I pressed my lips to hers, pouring as much as I could into the kiss—how much I cared for her, and how brave I thought she was.
We only broke apart when a faint knock echoed around our room. I whirled to face our intruder but froze when I saw Gram’s silver face in the clear panel on the door. He glanced up and down the hall nervously and waved me over.
I slowly rose to my feet and didn’t bother with my pants. He wasn’t fazed by my nudity. He’d seen it before.
I stopped at the door, and Gram met my gaze before beckoning me even closer so we could speak through the thick door. “Drixonian.” He wrung his hands and his eyes darted up and down the hallway repeatedly.
“Yes,” I said.
“Did you get my package?”
“I did.”
He licked his lips. “So? Will you?”
“Why are you helping us?” I asked. “What’s your motive.”
“I want Borhan to die.”
I cocked my head. “Why?”
Anger replaced the nervous twitch to his eyes, and he stood straighter. “I’ve worked my whole life to make it into his lab so I could kill him, but I know now that I can’t do it alone. I’d get caught. And if I get caught, my whole family is punished by Uldani law.” His hands fisted at his sides. “My mother favored my father over Borhan, and Borhan’s jealousy caused him to set my father up for a crime he didn’t commit. My father was convicted and died working in the mines after cycles and cycles of abuse. I fled after my dad was sent away, and Borhan doesn’t remember me. He has no idea who I am. But this is my life purpose.” He gritted his teeth. “He has to die.”

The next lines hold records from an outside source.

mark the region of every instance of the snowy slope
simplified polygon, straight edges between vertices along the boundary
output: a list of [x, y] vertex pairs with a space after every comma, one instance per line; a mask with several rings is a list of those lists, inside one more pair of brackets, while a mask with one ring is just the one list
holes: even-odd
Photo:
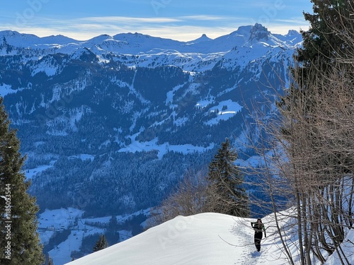
[[[261, 252], [253, 243], [253, 220], [219, 213], [178, 216], [121, 243], [93, 253], [70, 265], [288, 264], [271, 216], [263, 219], [267, 229]], [[280, 223], [285, 231], [289, 219]], [[354, 233], [349, 233], [354, 237]], [[292, 239], [297, 243], [296, 238]], [[297, 257], [296, 247], [293, 257]], [[354, 257], [351, 256], [352, 264]], [[326, 264], [338, 262], [330, 257]]]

I studied him for deception, but despite his nerves, Gram held my gaze with a lifted chin and determination. I decided Gram told the truth. I could see it in every line of his body. I knew a thing or two about purpose. I glanced back at Val, who had dressed quickly and stood beside the bed watching us.
I turned back to Gram. “I’ll do it. But you have to get Val free. She’s the priority.”
“Of course—”
“Sax too,” Val said, standing beside me. “You want him to kill for you. You have to save him too.”

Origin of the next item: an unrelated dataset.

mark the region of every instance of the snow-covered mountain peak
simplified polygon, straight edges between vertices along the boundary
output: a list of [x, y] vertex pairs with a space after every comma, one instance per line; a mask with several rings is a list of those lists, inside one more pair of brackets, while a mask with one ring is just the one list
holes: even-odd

Gram nodded. “I can get both of you out of here. But you have to do exactly what I tell you. Understand?
We both nodded.
“I don’t have much time. I risked a lot coming here. So, listen up, and by tomorrow at sundown, you’ll be free.”
He told us the plan in a rushed voice. His nerves were evident, but in the end, I knew he offered the best chance we would get. I hated relying on an Uldani for anything, but I’d do whatever it took to free my fierce lioness from this cage.
Eight
Val
The numbers on the countdown clock didn’t make sense to me, but Sax said we were three-quarters of the way through our time to mate. Soon, we’d be joined by Polu, who would march us to Borhan’s lab for the initial tests. At some point between our arrival in the lab and getting the test results, Sax would kill Borhan and Gram would help us escape.
Gram’s plan had a lot of variables that could go terribly wrong, but Sax and I had agreed this was our best shot. We certainly wouldn’t get another Uldani eager to help us. I was starting to believe in Sax’s Fatas. I’d started to view her as karma’s sister, even if I held a bit of a grudge against the ol’ girl for letting me get kidnapped by aliens. Seriously, what the fuck?
I looked over at Sax. He had just come from the cleanser, so his muscles gleamed under the lights. His hair shone as he deftly braided it with skilled fingers until it rested over one giant shoulder.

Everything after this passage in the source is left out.